Para citar novamente o exemplo norte-americano, indicações polêmicas, como a dos juízes Clarence Thomas e William Rehnquist, geraram um processo de confirmação que durou mais de três meses. Tal processo, ainda que leve à confirmação do indicado, contribui para o aperfeiçoamento da democracia, permitindo que a população acompanhe um debate público genuíno sobre o preenchimento de um dos cargos mais importantes da República.
Se, pela primeira vez na história de sua conturbada existência, o Senado suscitar perguntas que efetivamente revelem o grau de aptidão do candidato e sua maturidade, pessoal e jurídica, para ocupar um cargo tão importante, os senadores terão a rara oportunidade de não simplesmente confirmar, de forma submissa, a escolha política do presidente da República, mas, se assim entenderem necessário, também de rejeitá-la, o que seria algo inédito nos últimos cem anos.
Confirmando ou rejeitando, o Senado Federal faria valer a sua missão constitucional de controlar os atos do Poder Executivo e participar, ativamente, da composição da cúpula do Poder Judiciário.
Há ao menos duas ordens de razões para levar essa missão constitucional a sério.
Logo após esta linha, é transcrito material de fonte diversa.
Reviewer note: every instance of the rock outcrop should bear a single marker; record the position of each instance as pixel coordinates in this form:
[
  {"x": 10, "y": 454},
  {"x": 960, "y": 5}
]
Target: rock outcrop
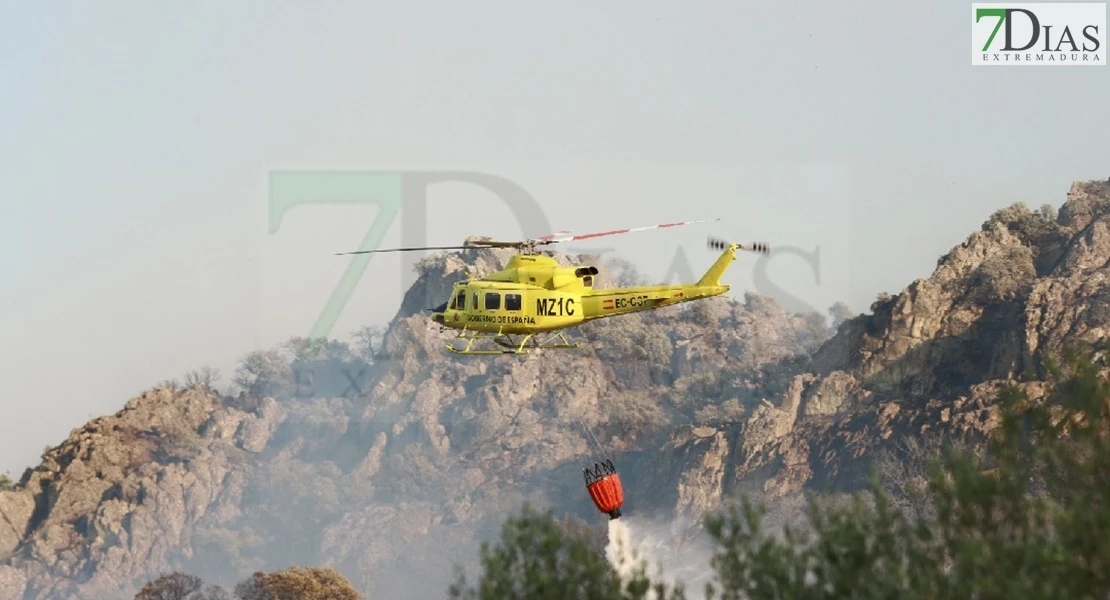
[{"x": 394, "y": 479}]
A primeira é uma questão de princípio: se o Senado abdica de um dos seus papéis fundamentais na engrenagem da separação de Poderes, o Estado de Direito se enfraquece.
Mas, para quem prefere pragmatismo a princípios, há também uma razão estratégica: se quiser reconstruir sua arranhada imagem e conquistar o prestigioso espaço que a Constituição lhes atribuiu, os senadores poderiam começar a sua virada agora, com uma sabatina de verdade do novo indicado, José Antonio Dias Toffoli. Agora é a hora do Senado.


VIRGÍLIO AFONSO DA SILVA , 35, é professor da Faculdade de Direito da USP.
OCTÁVIO LUIZ MOTTA FERRAZ , 37, é professor da Faculdade de Direito da Universidade de Warwick, Inglaterra.
DIOGO R. COUTINHO , 34, é professor da Faculdade de Direito da USP.